Charopinesta goweri

Scientific classification
- Kingdom: Animalia
- Phylum: Mollusca
- Class: Gastropoda
- Order: Stylommatophora
- Family: Punctidae
- Genus: Charopinesta
- Species: C. goweri
- Binomial name: Charopinesta goweri (Iredale, 1944)

= Charopinesta goweri =

- Genus: Charopinesta
- Species: goweri
- Authority: (Iredale, 1944)

Species of land snail

Charopinesta goweri, also known as the Mount Gower pinhead snail, is a species of land snail that is endemic to Australia's Lord Howe Island in the Tasman Sea.

==Description==
The depressedly turbinate to discoidal shell of the mature snail is 1.1 mm in height, with a diameter of 1.7 mm, and a low spire. It is golden amber in colour.
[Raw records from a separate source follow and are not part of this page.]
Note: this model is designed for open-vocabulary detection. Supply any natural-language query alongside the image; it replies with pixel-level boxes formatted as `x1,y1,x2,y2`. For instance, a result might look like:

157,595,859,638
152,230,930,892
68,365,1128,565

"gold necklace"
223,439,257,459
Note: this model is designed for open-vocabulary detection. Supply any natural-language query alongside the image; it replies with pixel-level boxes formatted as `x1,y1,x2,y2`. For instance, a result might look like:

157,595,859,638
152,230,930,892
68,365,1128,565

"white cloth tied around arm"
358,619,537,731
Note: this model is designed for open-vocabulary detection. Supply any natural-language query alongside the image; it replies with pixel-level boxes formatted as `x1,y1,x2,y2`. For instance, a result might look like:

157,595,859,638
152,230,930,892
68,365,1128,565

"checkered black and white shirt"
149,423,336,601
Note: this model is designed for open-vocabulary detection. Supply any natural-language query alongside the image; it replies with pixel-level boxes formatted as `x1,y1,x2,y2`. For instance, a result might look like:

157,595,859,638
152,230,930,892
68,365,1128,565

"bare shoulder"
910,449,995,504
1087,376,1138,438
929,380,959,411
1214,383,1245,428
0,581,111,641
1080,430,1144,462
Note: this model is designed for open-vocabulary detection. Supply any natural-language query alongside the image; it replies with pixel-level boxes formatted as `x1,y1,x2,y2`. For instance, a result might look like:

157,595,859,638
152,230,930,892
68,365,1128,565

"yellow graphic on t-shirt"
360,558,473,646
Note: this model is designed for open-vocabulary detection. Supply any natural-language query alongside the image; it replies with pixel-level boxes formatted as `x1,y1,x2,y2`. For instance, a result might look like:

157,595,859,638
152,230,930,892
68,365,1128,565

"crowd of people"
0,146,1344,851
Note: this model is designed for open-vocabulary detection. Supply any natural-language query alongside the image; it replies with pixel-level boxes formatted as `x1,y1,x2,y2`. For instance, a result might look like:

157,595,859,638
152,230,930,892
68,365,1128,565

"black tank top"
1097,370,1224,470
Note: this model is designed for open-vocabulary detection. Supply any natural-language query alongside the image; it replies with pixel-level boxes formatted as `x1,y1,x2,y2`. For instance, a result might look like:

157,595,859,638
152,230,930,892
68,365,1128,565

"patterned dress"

The whorls are slightly rounded, with impressed sutures and fine, closely spaced radial ribs. It has a roundedly lunate aperture and moderately widely open umbilicus. The animal (in alcohol) is white with grey markings.

==Distribution and habitat==
This rare snail has only been recorded from the summit of Mount Gower and the mid slopes of Mount Lidgbird, but is presumed to inhabit the mid to upper slopes of both of the southern mountains of the island. It lives on trees in rainforest.